Molto spesso si dice che qualcosa accade per caso. Ma che cosa in realtà si intende dire con tale parola? Si intende dire che non esiste una causa? Certo che no. L’uso del termine sta ad indicare soltanto che non siamo in grado di individuare una causa, perché i fattori che entrano in gioco in quel dato evento sono troppo sfuggenti o troppo complessi per poterli afferrare. Solo per fare qualche esempio, si pensi al gioco dei dadi o all’atto di mischiare un mazzo di carte. Il risultato di entrambe le operazioni è casuale perché la causa è difficilmente raggiungibile e non perché essa non esista.
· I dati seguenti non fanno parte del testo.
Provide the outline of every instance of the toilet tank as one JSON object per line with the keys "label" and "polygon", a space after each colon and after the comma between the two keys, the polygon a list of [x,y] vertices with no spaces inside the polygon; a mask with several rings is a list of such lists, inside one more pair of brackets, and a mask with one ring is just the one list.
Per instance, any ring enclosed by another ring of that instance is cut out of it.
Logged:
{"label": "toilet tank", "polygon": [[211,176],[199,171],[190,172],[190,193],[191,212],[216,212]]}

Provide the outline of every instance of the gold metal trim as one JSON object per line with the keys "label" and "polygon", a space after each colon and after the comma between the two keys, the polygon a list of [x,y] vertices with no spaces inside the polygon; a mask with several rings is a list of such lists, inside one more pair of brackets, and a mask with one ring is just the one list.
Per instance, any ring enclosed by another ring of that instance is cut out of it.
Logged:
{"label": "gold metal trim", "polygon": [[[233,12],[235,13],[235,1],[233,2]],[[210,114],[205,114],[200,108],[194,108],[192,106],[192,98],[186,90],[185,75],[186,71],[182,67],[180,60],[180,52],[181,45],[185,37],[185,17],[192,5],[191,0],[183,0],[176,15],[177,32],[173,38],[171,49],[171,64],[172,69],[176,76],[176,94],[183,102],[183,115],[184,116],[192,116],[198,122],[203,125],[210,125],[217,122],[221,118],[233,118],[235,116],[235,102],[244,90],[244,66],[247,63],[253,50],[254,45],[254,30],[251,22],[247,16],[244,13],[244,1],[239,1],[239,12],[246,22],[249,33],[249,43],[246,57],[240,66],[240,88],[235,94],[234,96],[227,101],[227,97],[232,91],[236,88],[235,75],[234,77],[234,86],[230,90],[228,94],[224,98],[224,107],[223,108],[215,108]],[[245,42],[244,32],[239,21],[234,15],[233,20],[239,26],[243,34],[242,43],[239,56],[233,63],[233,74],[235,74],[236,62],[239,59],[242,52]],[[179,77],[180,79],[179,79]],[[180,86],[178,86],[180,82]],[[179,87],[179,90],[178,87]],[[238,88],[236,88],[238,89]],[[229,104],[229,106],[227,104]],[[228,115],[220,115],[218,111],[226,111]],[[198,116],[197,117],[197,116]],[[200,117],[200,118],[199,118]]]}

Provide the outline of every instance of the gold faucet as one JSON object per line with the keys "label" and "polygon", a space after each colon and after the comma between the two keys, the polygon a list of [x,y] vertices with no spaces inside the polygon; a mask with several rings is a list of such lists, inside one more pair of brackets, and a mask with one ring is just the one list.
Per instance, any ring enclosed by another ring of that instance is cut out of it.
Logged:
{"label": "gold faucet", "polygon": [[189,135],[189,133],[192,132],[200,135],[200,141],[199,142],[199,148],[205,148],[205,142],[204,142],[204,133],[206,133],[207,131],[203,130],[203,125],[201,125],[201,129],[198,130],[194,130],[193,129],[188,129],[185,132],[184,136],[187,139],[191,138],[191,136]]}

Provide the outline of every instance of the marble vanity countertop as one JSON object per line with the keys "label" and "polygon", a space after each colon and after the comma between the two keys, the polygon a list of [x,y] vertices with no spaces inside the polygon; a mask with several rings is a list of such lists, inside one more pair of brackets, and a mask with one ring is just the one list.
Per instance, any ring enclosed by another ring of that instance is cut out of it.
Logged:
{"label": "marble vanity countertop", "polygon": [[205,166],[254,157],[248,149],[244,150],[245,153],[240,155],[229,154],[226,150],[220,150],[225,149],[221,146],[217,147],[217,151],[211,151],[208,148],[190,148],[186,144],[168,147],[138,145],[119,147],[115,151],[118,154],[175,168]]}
Tuttavia la parola caso richiama lo stesso alla mente un accadere privo di determinatezza e di causa. La ragione sta nel fatto che noi non distinguiamo sempre come dovremmo tra causa necessitata e causa non necessitata. La causa che soggiace ad un evento casuale non è priva di determinatezza solo perché impossibile da individuare, ma soprattutto perché essa non è necessitata: è necessitante ma non necessitata. Ciò significa che essa non discende da nessun’altra causa. È per così dire un primum causale che si pone nell’attimo stesso in cui viene all’essere, e si pone in modo arbitrario e libero. Se noi immaginiamo la causa come un insieme, possiamo dire che esso è un insieme in cui tutte le cause ivi contenute stanno sullo stesso piano e possono essere sostituite le une con le altre indifferentemente. È proprio per questa ragione che la nostra mente formula l’idea di indeterminatezza di cui sopra.
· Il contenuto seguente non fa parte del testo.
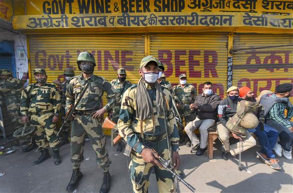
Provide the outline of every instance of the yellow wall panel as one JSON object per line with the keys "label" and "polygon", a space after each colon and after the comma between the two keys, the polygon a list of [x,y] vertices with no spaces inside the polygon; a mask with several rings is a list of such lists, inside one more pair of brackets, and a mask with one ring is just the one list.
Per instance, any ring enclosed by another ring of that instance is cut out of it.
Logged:
{"label": "yellow wall panel", "polygon": [[188,83],[202,92],[202,84],[210,81],[223,98],[227,90],[227,42],[226,34],[152,34],[150,54],[165,65],[167,80],[179,83],[186,74]]}
{"label": "yellow wall panel", "polygon": [[236,34],[233,50],[234,85],[247,86],[257,96],[280,84],[293,84],[293,36]]}

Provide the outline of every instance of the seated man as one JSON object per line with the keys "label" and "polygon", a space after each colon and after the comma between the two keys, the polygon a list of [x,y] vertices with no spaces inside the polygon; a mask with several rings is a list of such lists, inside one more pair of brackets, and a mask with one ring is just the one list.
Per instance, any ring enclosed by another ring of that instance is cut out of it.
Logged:
{"label": "seated man", "polygon": [[[190,121],[185,128],[188,137],[192,141],[192,149],[195,149],[199,143],[193,131],[199,127],[200,146],[196,152],[197,155],[201,155],[208,147],[208,129],[212,126],[217,119],[218,105],[221,97],[212,92],[212,84],[210,82],[204,83],[203,94],[196,96],[194,102],[190,105],[190,109],[197,111],[195,120]],[[192,136],[191,135],[193,135]]]}
{"label": "seated man", "polygon": [[[250,88],[247,86],[239,88],[239,96],[243,100],[256,102],[253,94]],[[278,164],[279,160],[276,159],[276,156],[272,152],[272,149],[278,140],[278,132],[272,127],[264,123],[263,111],[258,114],[256,115],[260,120],[258,126],[254,129],[248,129],[250,133],[256,135],[262,148],[261,151],[256,152],[256,154],[266,164],[271,166],[272,168],[280,170],[281,168]]]}
{"label": "seated man", "polygon": [[[288,98],[292,90],[291,84],[280,84],[275,94],[265,95],[260,99],[260,104],[265,107],[266,123],[279,132],[280,141],[276,143],[274,150],[278,156],[283,154],[289,160],[292,159],[293,146],[293,122],[290,121],[293,106]],[[288,110],[287,116],[285,109]]]}
{"label": "seated man", "polygon": [[[238,98],[239,93],[238,88],[236,86],[231,86],[229,88],[227,93],[228,97],[220,101],[218,107],[220,124],[218,125],[217,129],[219,139],[223,144],[222,157],[225,160],[228,160],[227,156],[229,151],[232,156],[234,156],[239,153],[239,142],[230,145],[229,134],[231,132],[227,128],[226,123],[229,118],[233,116],[236,113],[237,103],[241,100]],[[232,134],[233,137],[235,139],[240,139],[240,137],[235,134],[232,133]],[[245,138],[242,138],[242,140],[244,140],[242,143],[243,152],[256,145],[255,139],[247,130],[246,131],[246,136]]]}

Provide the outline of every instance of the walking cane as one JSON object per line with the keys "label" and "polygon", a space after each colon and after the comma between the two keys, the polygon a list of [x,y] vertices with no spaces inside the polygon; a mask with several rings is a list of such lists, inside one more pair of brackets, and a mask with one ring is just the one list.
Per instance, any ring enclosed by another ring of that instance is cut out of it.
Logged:
{"label": "walking cane", "polygon": [[192,142],[193,142],[193,127],[194,127],[194,124],[193,124],[193,121],[192,121],[192,129],[191,129],[191,142],[190,143],[190,153],[193,153],[193,151],[192,151]]}
{"label": "walking cane", "polygon": [[241,151],[242,151],[242,140],[241,138],[241,137],[238,135],[238,137],[240,137],[239,138],[239,164],[238,164],[238,170],[241,171],[242,170],[242,166],[241,165]]}

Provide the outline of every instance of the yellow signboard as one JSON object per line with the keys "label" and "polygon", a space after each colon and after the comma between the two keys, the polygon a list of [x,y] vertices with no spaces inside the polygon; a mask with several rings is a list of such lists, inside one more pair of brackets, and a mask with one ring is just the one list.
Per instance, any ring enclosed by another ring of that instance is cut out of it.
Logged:
{"label": "yellow signboard", "polygon": [[0,18],[10,21],[13,15],[12,7],[12,0],[0,0]]}
{"label": "yellow signboard", "polygon": [[27,15],[251,12],[290,15],[292,0],[26,0]]}
{"label": "yellow signboard", "polygon": [[158,13],[16,16],[15,29],[151,26],[262,27],[292,29],[293,18],[250,13]]}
Quando nell’articolo sulla libertà dell’uomo in modalità teopoietica si è parlato di libertà assoluta come “accadere senza causa”, si faceva riferimento proprio ad una causa non necessitata, quindi atemporale e senza storia.

Ora la differenza tra questa libertà e quella dell’uomo consiste in ciò: la prima riguarda la natura nella sua più intima e misteriosa essenza, mentre la seconda il succedere di certi eventi secondo la volontà dell’uomo. In quest’ultima c’è un soggetto con una volontà; nella prima invece non sappiamo che cosa ci sia. Potrebbe esserci anche lì un soggetto con una volontà, però potrebbe anche non esserci. Potrebbe essere la natura stessa un soggetto, di cui però non abbiamo nessuna esperienza o rappresentazione attendibile. Potrebbe essere anche la volontà dell’uomo in grado di porre cause non necessitate, perché no, ma non lo sappiamo con sicurezza. I “potrebbe” sono veramente tanti per non sentirci in uno stato di esitazione e di dubbio.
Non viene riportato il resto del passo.